IFNλ is an important regulator of the immune response to infection at mucosal barriers, where it acts on epithelial cells to induce interferon-stimulated genes (ISGs). However, it is unclear what effect IFNλ has on non-epithelial cells. Broggi and colleagues now report that IFNλ can modulate the function of neutrophils, leading to the suppression of intestinal inflammation.

The authors examined the ability of different immune cell subsets that were isolated from mice to respond to IFNλ. Only neutrophils expressed Ifnlr1 (part of the IFNλ receptor) and responded to IFNλ by upregulating an ISG (Rsad2). Furthermore, treating neutrophils with the pro-inflammatory mediators tumour necrosis factor (TNF) or lipopolysaccharide (LPS) upregulated Ifnlr1 expression. Importantly, these results were recapitulated in human neutrophils, as treatment with IFNλ increased the expression of RSAD2 and treatment with LPS upregulated IFNLR1 expression.

Treating human and mouse neutrophils with IFNλ suppressed their ability to produce reactive oxygen species

Neutrophils must be regulated during inflammation, as they release tissue-damaging compounds. Treating human and mouse neutrophils with IFNλ suppressed their ability to produce reactive oxygen species and to degranulate in response to treatment with TNF or LPS. This effect was independent of transcription or translation as neutrophils treated with cycloheximide (to block protein synthesis) or deficient or inhibited in signal transducer and activator of transcription 1 (STAT1) or STAT3 (transcriptional regulators of ISGs) activity were still suppressed by treatment with IFNλ.

Next, using an in vivo mouse model of dextran sodium sulfate (DSS)-induced colitis, the authors showed that IFNλR1-deficient mice, irradiated wild-type mice that were repopulated with IFNλR1-deficient leukocytes or mice that were treated with IFNλ-blocking antibodies had more severe disease and higher levels of oxidative stress compared with wild-type mice. In addition, a mouse model with the selective ablation of Ifnlr1 in neutrophils recapitulated the more severe disease phenotype, which indicates that in vivo neutrophils must be responsive to IFNλ to suppress intestinal inflammation. Deletion of Ifnlr1 from epithelial cells had no effect on DSS-induced colitis, which suggests that the protective effect of IFNλ is independent of IFNλR1 expression in epithelial cells.

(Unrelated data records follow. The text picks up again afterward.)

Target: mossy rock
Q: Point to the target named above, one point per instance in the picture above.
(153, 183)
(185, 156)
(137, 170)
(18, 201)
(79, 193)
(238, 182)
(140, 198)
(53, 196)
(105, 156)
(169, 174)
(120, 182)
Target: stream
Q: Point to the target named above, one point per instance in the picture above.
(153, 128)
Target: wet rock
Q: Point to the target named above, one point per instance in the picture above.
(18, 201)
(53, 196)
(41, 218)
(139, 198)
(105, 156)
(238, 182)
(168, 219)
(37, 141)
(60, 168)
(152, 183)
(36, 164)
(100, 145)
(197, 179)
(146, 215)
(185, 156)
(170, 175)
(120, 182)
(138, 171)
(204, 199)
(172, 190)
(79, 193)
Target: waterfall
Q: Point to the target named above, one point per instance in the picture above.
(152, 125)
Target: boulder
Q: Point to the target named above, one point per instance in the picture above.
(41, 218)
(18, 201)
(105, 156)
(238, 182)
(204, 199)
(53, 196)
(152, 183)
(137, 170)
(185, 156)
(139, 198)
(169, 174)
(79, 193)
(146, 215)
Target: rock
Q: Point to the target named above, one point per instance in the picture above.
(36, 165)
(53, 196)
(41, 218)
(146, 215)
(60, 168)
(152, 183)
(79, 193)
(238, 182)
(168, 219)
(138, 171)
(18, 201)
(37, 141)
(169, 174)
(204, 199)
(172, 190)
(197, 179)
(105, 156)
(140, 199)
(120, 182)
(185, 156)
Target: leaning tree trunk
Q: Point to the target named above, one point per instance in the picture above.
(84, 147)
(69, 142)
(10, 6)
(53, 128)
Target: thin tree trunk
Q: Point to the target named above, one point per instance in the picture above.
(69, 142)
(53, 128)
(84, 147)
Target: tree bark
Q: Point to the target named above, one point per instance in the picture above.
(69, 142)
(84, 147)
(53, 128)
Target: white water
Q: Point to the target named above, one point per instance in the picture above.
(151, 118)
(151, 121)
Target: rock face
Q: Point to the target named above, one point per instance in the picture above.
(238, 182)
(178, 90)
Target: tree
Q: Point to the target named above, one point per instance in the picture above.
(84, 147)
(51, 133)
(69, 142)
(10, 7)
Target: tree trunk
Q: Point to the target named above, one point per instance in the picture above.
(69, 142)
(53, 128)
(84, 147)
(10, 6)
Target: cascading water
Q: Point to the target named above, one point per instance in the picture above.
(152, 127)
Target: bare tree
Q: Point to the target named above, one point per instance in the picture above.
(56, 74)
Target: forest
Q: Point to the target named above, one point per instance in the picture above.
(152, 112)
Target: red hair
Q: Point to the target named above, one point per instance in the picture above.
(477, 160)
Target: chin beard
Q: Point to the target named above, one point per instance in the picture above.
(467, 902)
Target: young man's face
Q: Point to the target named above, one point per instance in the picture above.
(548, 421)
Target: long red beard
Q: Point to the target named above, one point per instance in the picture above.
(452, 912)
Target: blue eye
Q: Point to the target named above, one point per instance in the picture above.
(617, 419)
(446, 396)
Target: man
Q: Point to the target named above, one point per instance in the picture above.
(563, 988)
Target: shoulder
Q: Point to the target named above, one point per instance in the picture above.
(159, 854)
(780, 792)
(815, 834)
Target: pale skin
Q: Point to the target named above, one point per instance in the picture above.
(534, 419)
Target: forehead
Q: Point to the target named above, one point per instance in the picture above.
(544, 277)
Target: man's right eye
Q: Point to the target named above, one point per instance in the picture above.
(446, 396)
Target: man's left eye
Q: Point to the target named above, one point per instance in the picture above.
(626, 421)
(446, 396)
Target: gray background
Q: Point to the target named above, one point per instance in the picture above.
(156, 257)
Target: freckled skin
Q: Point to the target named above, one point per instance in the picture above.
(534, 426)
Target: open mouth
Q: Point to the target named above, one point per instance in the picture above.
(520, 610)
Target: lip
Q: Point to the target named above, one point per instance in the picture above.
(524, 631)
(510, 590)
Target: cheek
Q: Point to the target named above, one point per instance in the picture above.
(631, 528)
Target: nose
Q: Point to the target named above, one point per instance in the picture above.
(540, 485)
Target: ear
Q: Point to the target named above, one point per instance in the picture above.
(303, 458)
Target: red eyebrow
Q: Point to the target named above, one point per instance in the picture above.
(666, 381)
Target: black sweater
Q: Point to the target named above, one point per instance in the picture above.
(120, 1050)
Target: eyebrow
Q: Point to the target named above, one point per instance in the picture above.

Infection with enteric viruses has been previously shown to protect against DSS-induced colitis. Interestingly, wild-type mice, but not IFNλR1-deficient mice, had more severe colitis when treated with antiviral drugs, suggesting that endogenous enteric viruses induce IFNλ expression in the intestine that suppresses inflammation. In support of this, treatment of wild-type, enteric virus-free mice with exogenous IFNλ reduced intestinal inflammation in the DSS-induced model.

In summary, these data indicate that IFNλ may act as an immunomodulatory cytokine by modifying neutrophil responses, either by inducing ISG expression or by translation-independent mechanisms.